The Guardian has reported that the new president of the Supreme Court will be confirmed by Downing Street from a shortlist of three later in July. The three judges on the shortlist are Lady Hale, Lord Mance and Lord Neuberger, currently Master of the Rolls.  Lady Hale is the only woman among 12 justices on the Supreme Court. The UKSC blog has previously interviewed her here. From an academic background, Hale lectured in law at Manchester University for more than 20 years and also practised in the north as a barrister specialising in family and welfare law. Lord Mance is an expert on banking and human rights. According to the Supreme Court website he:

“Read law at University College, Oxford, spent time with a Hamburg law firm and then practised at the commercial bar and sat as a Recorder until 1993. He chaired various Banking Appeals Tribunals and was a founder director of the Bar Mutual Indemnity Insurance Fund.

He represents the United Kingdom on the Council of Europe’s Consultative Council of European Judges, being elected its first chair from 2000 to 2003. He currently chairs the International Law Association and the Lord Chancellor’s Advisory Committee on Private International Law. He is a member of the Judicial Integrity Group and of the seven person panel set up under the Treaty on the Functioning of the European Union (article 255) to give an opinion on candidates’ suitability to perform the duties of Judge and Advocate-General of the European Court of Justice and General Court.

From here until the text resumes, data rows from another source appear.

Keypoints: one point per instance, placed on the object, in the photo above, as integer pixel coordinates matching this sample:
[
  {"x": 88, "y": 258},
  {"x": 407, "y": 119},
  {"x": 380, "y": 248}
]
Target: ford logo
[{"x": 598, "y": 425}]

He served from 2007 to 2009 on the House of Lords European Union Select Committee, chairing sub-committee E which scrutinises proposals concerning European law and institutions. In 2006 he chaired a working group under the auspices of the All Party Parliamentary Group on the Great Lakes Region, recommending changes in the procedures for enforcement of the OECD Guidelines for Multinational Enterprises, and in 2008 he led an international delegation for the same Group and the Swedish Foundation for Human Rights, reporting on the problems of impunity in relation to violence against women in the Congo.”

Lord Neuberger previously sat as a Lord of Appeal in Ordinary before becoming Master of the Rolls. He criticised its establishment of the Supreme Court and has since complained that removing the highest court in the land from the House of Lords reduced the legitimate “avenues by which the judiciary could enter into public debate”.

The presidential vacancy is due to the imminent retirement of Lord Phillips, the current president. 74. He is standing down at the end of September and will take on senior judicial roles in Qatar and Hong Kong.